Nós cinco e nossas quartas

Cinco pessoas unidas pelo acaso ou não, compartilhando a experiência de se encontrar em um espaço inusitado, de vivenciar os 10 000 Km que os separa de suas casas sob uma outra ótica. As palavras...a escrita!

terça-feira, 18 de março de 2014

Estranha forma de amar

Estranha forma de amar. Amanhecia o dia, uma bailarina deitada no chão, abraçada a um palhaço e um pirata. Era o prédio mais alto da cidade. Em sua memória sempre permaneceria aquele lindo céu, avermelhado, brilhante.

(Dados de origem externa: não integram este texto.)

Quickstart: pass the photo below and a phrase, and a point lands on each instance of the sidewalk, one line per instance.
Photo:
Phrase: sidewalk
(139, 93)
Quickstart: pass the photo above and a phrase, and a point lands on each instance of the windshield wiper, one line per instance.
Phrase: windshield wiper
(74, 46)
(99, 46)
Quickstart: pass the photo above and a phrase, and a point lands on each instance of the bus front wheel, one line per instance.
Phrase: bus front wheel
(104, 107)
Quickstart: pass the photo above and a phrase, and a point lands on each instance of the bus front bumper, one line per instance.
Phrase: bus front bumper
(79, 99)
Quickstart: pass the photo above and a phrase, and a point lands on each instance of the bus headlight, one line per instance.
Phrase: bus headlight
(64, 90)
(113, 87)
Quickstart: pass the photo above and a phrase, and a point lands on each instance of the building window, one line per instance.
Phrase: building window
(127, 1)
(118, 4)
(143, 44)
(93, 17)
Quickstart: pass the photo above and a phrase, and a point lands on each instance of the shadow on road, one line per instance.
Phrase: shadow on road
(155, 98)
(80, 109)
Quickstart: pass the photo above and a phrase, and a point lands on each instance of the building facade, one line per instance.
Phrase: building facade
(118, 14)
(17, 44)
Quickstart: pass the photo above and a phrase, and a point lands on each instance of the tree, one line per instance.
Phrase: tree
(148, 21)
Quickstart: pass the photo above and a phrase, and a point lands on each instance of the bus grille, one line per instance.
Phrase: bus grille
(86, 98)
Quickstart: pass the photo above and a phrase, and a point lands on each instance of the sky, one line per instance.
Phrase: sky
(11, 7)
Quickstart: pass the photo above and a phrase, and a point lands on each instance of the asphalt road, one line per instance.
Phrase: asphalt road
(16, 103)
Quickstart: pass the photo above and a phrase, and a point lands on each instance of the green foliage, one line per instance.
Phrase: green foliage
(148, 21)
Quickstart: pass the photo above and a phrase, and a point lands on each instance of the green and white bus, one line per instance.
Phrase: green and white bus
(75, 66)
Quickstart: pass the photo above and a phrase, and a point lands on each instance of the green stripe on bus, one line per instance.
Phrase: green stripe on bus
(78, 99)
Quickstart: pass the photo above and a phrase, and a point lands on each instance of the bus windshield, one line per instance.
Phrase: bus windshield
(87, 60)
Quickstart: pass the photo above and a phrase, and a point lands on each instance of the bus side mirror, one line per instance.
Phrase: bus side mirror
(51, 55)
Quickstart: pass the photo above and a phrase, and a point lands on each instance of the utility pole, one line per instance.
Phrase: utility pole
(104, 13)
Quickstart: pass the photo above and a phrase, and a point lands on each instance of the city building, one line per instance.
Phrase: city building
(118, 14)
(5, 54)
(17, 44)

Carina amava, e de fato amava os dois. Achava Roberto charmoso, com aquele jeito de sexy nerd, sempre com piadas inteligentes. Mas não conseguia tirar Carlos de sua cabeça também, aquele bobalhão com o sorriso mais bonito que ela já tinha visto.

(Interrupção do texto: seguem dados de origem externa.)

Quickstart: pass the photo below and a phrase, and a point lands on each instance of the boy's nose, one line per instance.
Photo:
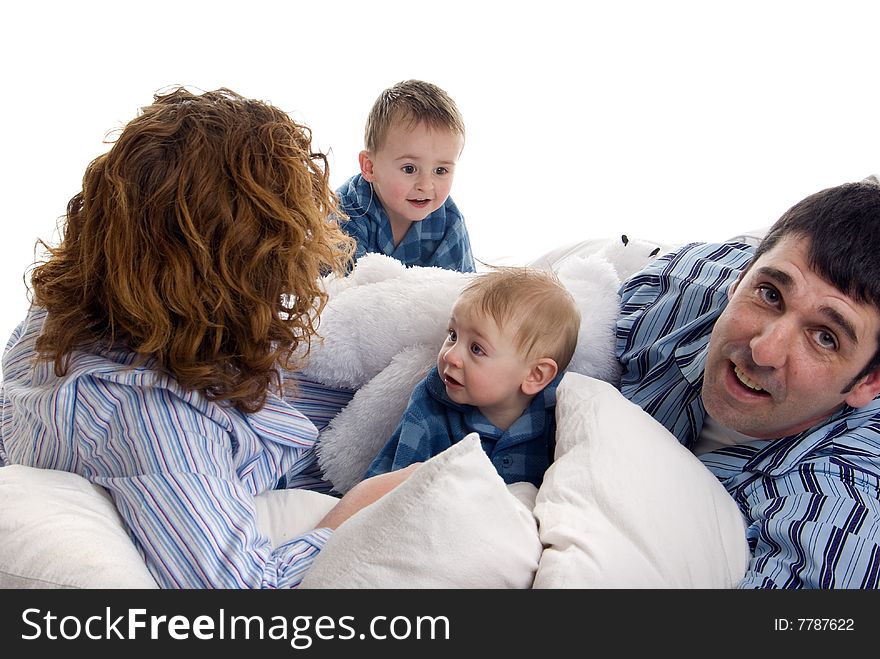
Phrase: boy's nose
(450, 356)
(424, 181)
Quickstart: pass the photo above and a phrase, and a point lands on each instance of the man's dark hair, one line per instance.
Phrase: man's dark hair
(843, 227)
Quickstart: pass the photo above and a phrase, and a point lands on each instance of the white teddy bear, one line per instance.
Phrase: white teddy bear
(384, 324)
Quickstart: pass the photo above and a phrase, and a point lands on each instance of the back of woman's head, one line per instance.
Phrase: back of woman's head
(199, 240)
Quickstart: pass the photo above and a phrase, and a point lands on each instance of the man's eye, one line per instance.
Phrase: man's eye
(826, 339)
(769, 294)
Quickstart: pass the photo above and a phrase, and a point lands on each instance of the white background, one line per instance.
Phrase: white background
(670, 121)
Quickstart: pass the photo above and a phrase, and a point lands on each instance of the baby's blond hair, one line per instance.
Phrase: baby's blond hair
(533, 304)
(413, 101)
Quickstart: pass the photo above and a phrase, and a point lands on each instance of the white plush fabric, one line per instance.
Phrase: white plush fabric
(452, 524)
(627, 255)
(57, 530)
(624, 505)
(386, 353)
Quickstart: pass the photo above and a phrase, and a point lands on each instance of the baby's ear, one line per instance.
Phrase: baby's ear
(366, 163)
(540, 375)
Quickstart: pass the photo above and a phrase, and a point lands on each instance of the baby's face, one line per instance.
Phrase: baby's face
(413, 171)
(480, 364)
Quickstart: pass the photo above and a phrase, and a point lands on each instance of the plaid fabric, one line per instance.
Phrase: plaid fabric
(811, 501)
(433, 423)
(441, 239)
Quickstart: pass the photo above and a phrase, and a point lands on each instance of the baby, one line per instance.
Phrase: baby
(512, 332)
(399, 203)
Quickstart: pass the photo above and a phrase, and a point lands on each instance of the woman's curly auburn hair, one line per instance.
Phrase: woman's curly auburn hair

Encontrou Roberto primeiro, típico namorado de colegial. Amigo de amigos, saíram para um encontro, restaurante italiano. Beijo na porta de casa, próximo encontro marcado, mensagem antes de se deitar. Apaixonou-se de primeira, príncipe encantado que sempre sonhou. Achava que ele a completaria. A completou. Até que...

Festa com amigas, noite de bebidas, balada na cidade. Entre músicas e doses de tequila, cruzou olhares com ele. Seu nome era Carlos, viria a saber em breve. Sentiu o mais profundo tesão por ele naquele momento. Segurou seu copo, olhando-o, virou o que restava. A próxima dança seria dele, caminhou até lá. O beijo surgiu rápido, a foda também, banheiro do clube. Mas foi maravilhosa, ela nunca tinha experimentado um desejo como aquele.

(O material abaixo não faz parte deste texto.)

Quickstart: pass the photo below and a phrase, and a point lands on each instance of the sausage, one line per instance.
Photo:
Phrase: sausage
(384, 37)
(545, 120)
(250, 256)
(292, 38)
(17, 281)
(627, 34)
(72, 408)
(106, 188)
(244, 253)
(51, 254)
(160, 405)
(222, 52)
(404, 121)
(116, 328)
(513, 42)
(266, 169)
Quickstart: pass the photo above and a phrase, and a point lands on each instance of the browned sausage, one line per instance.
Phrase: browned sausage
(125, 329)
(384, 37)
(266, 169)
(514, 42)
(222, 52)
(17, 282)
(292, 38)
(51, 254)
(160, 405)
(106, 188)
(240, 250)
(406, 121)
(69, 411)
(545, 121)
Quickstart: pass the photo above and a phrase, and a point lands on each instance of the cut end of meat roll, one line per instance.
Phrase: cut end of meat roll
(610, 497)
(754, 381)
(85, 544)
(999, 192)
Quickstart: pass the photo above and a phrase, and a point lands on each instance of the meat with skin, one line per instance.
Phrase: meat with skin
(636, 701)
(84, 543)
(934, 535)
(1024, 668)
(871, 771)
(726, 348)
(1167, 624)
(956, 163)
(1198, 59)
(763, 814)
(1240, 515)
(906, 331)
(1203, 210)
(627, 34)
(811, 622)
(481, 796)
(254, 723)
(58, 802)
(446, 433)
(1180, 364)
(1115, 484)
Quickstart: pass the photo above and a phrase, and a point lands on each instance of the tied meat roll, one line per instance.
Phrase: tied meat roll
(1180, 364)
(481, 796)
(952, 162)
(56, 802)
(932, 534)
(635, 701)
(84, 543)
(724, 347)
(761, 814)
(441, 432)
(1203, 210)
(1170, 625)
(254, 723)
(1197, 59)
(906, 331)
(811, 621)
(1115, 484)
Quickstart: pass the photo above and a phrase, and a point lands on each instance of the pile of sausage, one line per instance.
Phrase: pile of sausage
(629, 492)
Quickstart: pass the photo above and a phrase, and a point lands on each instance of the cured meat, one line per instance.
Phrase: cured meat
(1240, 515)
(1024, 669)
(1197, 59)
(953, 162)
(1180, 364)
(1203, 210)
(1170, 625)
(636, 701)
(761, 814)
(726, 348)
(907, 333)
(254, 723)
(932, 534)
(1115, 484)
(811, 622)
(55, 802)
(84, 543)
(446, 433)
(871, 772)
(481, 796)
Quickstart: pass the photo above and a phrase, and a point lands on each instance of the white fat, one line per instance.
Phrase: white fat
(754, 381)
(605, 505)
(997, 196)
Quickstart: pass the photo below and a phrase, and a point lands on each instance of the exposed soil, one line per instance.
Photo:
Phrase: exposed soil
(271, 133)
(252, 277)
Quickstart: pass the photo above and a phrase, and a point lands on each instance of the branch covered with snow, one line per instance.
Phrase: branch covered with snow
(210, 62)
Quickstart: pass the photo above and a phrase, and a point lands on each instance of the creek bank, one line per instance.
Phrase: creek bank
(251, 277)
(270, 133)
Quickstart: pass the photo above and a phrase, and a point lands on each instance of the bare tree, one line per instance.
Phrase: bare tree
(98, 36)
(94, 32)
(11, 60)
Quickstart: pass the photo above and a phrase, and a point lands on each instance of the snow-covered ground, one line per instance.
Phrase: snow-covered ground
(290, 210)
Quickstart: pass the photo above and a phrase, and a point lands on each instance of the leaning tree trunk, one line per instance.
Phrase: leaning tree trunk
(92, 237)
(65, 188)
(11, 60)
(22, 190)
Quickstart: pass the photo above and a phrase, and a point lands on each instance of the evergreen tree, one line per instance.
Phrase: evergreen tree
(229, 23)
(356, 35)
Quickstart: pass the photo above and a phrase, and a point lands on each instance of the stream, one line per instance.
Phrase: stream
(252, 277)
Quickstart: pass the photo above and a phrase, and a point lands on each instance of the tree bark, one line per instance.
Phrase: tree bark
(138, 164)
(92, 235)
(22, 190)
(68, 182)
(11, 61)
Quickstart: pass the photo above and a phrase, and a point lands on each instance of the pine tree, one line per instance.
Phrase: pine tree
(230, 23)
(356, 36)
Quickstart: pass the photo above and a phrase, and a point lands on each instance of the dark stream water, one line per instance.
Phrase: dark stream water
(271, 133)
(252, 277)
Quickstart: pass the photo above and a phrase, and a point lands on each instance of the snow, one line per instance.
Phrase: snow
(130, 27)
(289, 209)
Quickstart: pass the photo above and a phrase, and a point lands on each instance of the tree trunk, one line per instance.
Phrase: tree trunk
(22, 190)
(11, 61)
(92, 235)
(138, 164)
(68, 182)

Foi sincera desde o inicio, mentir nunca foi a sua, sempre fazia tudo complicado no final. Roberto ficou arrasado, sem resposta ou telefonema por duas semanas. Carlos continuou da mesma forma, a fazendo sorrir e se sentir desejada. Mas a felicidade não estava completa. Era como se Roberto fosse o que a prendia ao chão, o que mostrava que o mundo real podia também ser maravilhoso. Sentia-se perdida sem ele.

Então ele atendeu sua ligação, concordou em se encontrar. Se encontraram, conversaram, concordaram. Ele também estava apaixonado. A queria. Às vezes abrir mão faz parte do jogo.

Festa a fantasia. Momento ideal? Talvez não, mas Carina estava cansada de planejar demais, decidiu deixar acontecer. Roberto era o pirata, seu jeito serio caiu perfeitamente, na medida certa com sua fantasia. Estava incrivelmente sexy, o homem que qualquer mulher sonharia. Carlos, claro, palhaço. Seu palhaço.  Ela? Uma linda bailarina, pura e sensual, uma mistura que sempre a trouxe a problemas no final.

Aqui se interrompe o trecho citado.